Many types of cancer have been shown to be driven by the existence of a small population of cancer stem cells. This is what leads to the recurrence of cancer following apparently successful treatments to remove tumors, for example: therapies targeting cells making up the bulk of the cancer may not be effective in clearing out the cancer stem cells. On the other hand for cancer types wherein cancer stem cells can be clearly identified, there is an opportunity to strike at the root by attacking these cells:
Some brain tumors are notoriously difficult to treat. Whether surgically removed, zapped by radiation or infiltrated by chemotherapy drugs, they find a way to return. The ability of many brain tumors to regenerate can be traced to cancer stem cells that evade treatment and spur the growth of new tumor cells. But some brain tumor stem cells may have an Achilles' heel, scientists have found. The cancer stem cells' remarkable abilities have to be maintained, and researchers have identified a key player in that maintenance process. When the process is disrupted, they found, so is the spread of cancer.
Scientists have realized in recent years that some cancer cells in glioblastomas and other tumors are more resistant to treatment than others. Those same, more defiant cells also are much better at re-establishing cancer after treatment. "These tumor stem cells are really the kingpins of cancers - the cells that direct and drive much of the harm done by tumors." Researchers identified a protein, known as SOX2, that is active in brain tumor stem cells and in healthy stem cells in other parts of the body. The researchers found that the tumor stem cells' ability to make SOX2 could be turned up or down via another protein, CDC20. Increasing SOX2 by boosting levels of CDC20 also increased a tumor's ability to grow once transplanted into mice. Eliminating CDC20, meanwhile, left tumor stem cells unable to make SOX2, reducing the tumor stem cells' ability to form tumors. "The rate of growth in some tumors lacking CDC20 dropped by 95 percent compared with tumors with more typical levels of CDC20."

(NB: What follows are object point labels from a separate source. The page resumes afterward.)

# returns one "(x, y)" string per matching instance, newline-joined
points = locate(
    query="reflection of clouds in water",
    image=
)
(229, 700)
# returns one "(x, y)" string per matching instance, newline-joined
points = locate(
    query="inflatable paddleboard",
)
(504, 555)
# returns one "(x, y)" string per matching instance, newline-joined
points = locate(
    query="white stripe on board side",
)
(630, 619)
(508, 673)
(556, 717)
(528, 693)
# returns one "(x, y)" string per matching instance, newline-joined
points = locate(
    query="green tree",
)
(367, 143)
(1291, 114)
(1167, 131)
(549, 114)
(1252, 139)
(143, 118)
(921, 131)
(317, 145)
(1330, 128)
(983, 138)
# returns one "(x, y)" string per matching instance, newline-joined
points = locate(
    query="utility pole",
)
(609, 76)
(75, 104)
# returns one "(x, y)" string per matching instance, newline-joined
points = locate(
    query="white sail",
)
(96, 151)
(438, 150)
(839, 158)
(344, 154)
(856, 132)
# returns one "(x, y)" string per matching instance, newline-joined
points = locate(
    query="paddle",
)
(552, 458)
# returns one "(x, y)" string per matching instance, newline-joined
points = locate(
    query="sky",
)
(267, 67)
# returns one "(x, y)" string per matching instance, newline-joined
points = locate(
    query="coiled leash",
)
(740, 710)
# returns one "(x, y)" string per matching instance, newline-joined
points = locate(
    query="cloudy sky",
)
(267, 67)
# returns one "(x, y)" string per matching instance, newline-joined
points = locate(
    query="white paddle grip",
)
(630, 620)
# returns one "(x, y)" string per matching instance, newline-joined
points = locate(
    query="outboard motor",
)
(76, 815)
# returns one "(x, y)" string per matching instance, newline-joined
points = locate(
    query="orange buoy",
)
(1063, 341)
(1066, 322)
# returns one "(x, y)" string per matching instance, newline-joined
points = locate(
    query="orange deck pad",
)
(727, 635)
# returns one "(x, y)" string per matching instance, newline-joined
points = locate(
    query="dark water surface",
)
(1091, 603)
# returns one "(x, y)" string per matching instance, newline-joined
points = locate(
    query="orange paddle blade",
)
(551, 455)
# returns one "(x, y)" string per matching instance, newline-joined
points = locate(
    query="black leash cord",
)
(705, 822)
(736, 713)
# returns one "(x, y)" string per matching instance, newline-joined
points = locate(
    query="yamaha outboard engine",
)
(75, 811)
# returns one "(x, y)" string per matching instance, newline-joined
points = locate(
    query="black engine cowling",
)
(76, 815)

When the scientists analyzed human tumor samples, they found that a subset of patients with glioblastomas that had the highest CDC20 levels also had the shortest periods of survival after diagnosis. The researchers are exploring methods to block CDC20 in brain tumors, including RNA interference, an approach in which the production of specific proteins is blocked. That general approach is in clinical trials as a therapy for other cancers, viral infections and other illnesses.